The REAL Laurel Dress and its award-winning twin!

Before embarking on a journey through the real dress, here is a link to ours in its glory. So different! Just goes to show what a pencil sketch can do for ones interpretation of a gown.
Anyone out there who knows the Patterns of Fashion books by Janet Arnold will know that all the dresses are real, and in museums around the UK. The dress we call the Laurel Dress is in the Museum of London  but there are no photographs of it online at this time. Not being one to be put off however, I emailed and the wonderful curator of things frocky responded with an amazing story of a student called Jordan Bentley, who had recreated the laurel dress for the UK Costume Society's "Patterns of Fashion Award". She was highly commended in 2008 and has gone on to work as a free lance costumier.
While researching her dress, Jordan was allowed to photograph the original and she has VERY kindly allowed us to put the photos on this blog, as well as a few of her reproduction.

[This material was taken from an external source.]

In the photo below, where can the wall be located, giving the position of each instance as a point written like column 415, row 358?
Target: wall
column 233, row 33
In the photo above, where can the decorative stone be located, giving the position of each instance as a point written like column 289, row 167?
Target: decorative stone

Jordan Bentley's exquisite reproduction of Lady Maud Warrender's "laurel dress"

Stunning from the back too!
Look at that detail, it's absolutely beautiful
The original dress, back view.The original dress, front
Original, bodice and sash front detail shot. The ruching in the bodice just makes me want to cry, it's so delicate!
Overskirt detail shot. I was amazed to see that the sequins are sewn on in an even pattern - in the drawing they looked quite random.
Sash end detail. The contrast is all down to sparkle isn't it.Smaller sash end. Notice how the end is not truly rounded. And the long leaf-shaped sequins, beautiful.
Seeing the inside of the bodice like this shows just how close Jordan's dress is to the original. And how delicate this 100 year old dress is today. So precious too!
I don't even know which bit this is but again, so delicate!
The maker's name "Madame Hayward" and address in Bond Street. I wonder what the fittings were like - did they make creative decisions on the go like we sometimes do, or was the dress completely designed in a sketch and came out exactly as she intended?

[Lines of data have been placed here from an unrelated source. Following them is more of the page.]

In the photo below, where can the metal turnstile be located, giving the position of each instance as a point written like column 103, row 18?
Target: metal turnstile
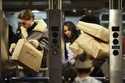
column 55, row 23
column 115, row 27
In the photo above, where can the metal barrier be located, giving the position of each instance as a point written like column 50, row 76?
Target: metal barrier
column 43, row 79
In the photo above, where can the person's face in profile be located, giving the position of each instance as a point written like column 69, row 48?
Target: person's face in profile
column 26, row 23
column 67, row 32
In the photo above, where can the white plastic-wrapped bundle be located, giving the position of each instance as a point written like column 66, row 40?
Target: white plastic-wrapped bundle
column 95, row 30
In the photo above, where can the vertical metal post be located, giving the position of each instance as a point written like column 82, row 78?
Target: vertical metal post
column 115, row 27
column 55, row 34
column 0, row 36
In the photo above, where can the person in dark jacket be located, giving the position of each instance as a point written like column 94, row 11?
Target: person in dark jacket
column 97, row 72
column 35, row 31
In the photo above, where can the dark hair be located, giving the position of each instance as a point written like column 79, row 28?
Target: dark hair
column 26, row 14
column 74, row 32
column 90, row 19
column 83, row 71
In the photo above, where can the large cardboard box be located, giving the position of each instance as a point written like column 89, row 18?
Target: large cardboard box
column 27, row 55
column 94, row 30
column 91, row 46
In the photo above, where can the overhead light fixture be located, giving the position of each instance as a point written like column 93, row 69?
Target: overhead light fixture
column 35, row 11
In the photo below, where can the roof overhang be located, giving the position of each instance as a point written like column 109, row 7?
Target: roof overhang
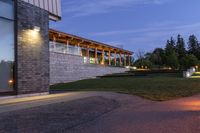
column 52, row 6
column 62, row 37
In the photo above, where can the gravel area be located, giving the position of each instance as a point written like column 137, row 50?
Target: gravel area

Thank you Hilary and Jordan for your time and experience and for allowing us to share these precious gowns - the original and the reproduction.


  1. Absolutely beautiful. So amazing and precious. I can't imagine the hours of love put into making them so perfect.

  2. WoW! I've always wanted to see pictures of this gown. Thank you for posting!

  3. I was thinking this morning that given the Fashions of Patterns books have been sold by the millions, making the clothes featured the 'rockstars' of historical clothing, that perhaps the institutions that house them should give priority to having their photos online. Not just front and back shots but lots! Maybe they don't realise, or maybe noone has ever asked. Just a thought...

  4. Hi Maryanne
    I loved the work you were doing creating the wonderful fabric yesterday at Summerset. Have mentioned a little of your endeavours on

  5. Thank you. I really enjoyed the pictures.